Mesospheric responses to Madden–Julian Oscillation

Abstract:

The Madden–Julian Oscillation (MJO) is a dominant intra-seasonal variability in the equatorial troposphere, and is characterized by eastward propagation of tropical deep convection with a speed of ~ 5 m/s from Indian ocean to central Pacific ocean, and with a intra-seasonal period of 30-90 days [Madden and Julian, 1994]. The MJO could significantly impact the global weather and climate [Zhang, 2005]. Recent studies also suggested that the Northern Hemisphere (NH) stratospheric polar vortex could be modulated by the MJO with strengthened (weakened) polar vortex during the enhanced (suppressed) convection in the tropical central Pacific Ocean [Garfinkel et al., 2014]. Using the Aura/Microwave Limb Sounder (MLS) observations, Specified Dynamics of Whole Atmosphere Community Climate Model (SD-WACCM), and the European Centre for Medium-Range Weather Forecasts (ECMWF) reanalysis interim dataset datasets, we study the MJO impacts in the stratosphere and mesosphere.

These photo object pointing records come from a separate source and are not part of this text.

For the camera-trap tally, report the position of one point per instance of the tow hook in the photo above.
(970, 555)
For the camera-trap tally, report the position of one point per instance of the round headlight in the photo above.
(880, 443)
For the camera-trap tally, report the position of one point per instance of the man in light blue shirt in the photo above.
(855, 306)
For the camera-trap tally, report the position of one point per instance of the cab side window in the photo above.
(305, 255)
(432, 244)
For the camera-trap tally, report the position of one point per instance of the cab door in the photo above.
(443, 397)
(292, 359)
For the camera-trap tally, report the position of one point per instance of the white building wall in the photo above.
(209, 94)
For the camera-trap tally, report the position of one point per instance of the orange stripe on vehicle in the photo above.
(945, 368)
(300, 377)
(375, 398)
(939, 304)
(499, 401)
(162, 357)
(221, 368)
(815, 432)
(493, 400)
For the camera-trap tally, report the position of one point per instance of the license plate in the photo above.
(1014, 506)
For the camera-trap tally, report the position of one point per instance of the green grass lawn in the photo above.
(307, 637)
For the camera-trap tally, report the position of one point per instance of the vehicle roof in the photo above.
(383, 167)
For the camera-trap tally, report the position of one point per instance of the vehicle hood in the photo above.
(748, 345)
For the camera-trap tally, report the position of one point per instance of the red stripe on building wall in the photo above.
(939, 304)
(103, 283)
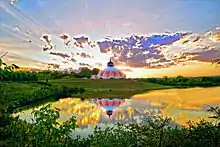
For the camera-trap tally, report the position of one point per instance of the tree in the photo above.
(95, 71)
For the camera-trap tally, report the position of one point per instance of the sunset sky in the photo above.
(144, 38)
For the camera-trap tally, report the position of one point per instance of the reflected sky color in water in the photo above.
(179, 104)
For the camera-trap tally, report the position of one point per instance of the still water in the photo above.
(181, 105)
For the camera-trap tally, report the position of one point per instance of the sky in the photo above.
(144, 38)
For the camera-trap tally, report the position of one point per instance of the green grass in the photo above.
(100, 88)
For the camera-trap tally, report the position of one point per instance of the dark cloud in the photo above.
(55, 66)
(126, 70)
(84, 55)
(84, 64)
(73, 60)
(81, 40)
(207, 56)
(63, 55)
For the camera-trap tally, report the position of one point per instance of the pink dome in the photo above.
(111, 73)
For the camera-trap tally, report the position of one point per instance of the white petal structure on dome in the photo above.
(111, 72)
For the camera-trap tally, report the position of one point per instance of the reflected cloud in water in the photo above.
(181, 105)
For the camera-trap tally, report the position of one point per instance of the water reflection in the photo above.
(179, 104)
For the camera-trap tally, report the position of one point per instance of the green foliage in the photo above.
(183, 82)
(7, 74)
(45, 130)
(155, 132)
(15, 95)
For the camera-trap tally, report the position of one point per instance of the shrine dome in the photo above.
(111, 72)
(109, 105)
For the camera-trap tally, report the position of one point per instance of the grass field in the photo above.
(101, 88)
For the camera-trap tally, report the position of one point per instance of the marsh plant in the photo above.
(155, 132)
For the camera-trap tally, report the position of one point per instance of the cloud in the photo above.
(85, 65)
(84, 55)
(126, 70)
(81, 40)
(63, 55)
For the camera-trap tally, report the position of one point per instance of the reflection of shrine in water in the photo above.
(102, 110)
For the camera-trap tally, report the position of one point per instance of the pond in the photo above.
(181, 105)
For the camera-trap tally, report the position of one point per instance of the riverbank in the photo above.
(18, 96)
(15, 95)
(111, 88)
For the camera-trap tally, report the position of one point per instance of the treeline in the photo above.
(7, 74)
(83, 73)
(15, 95)
(154, 132)
(181, 81)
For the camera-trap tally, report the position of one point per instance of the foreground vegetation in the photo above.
(155, 132)
(14, 95)
(183, 82)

During the MJO phase 7 when the deep convection propagates to the central Pacific Ocean, we see in both satellite observation and SD-WACCM simulation the NH stratosphere polar temperature warming and mesosphere cooling. The opposite temperature anomalous pattern is seen in the equatorial region. We will discuss the mechanism of the mesosphere responses to MJO using SD-WACCM and ECMWF.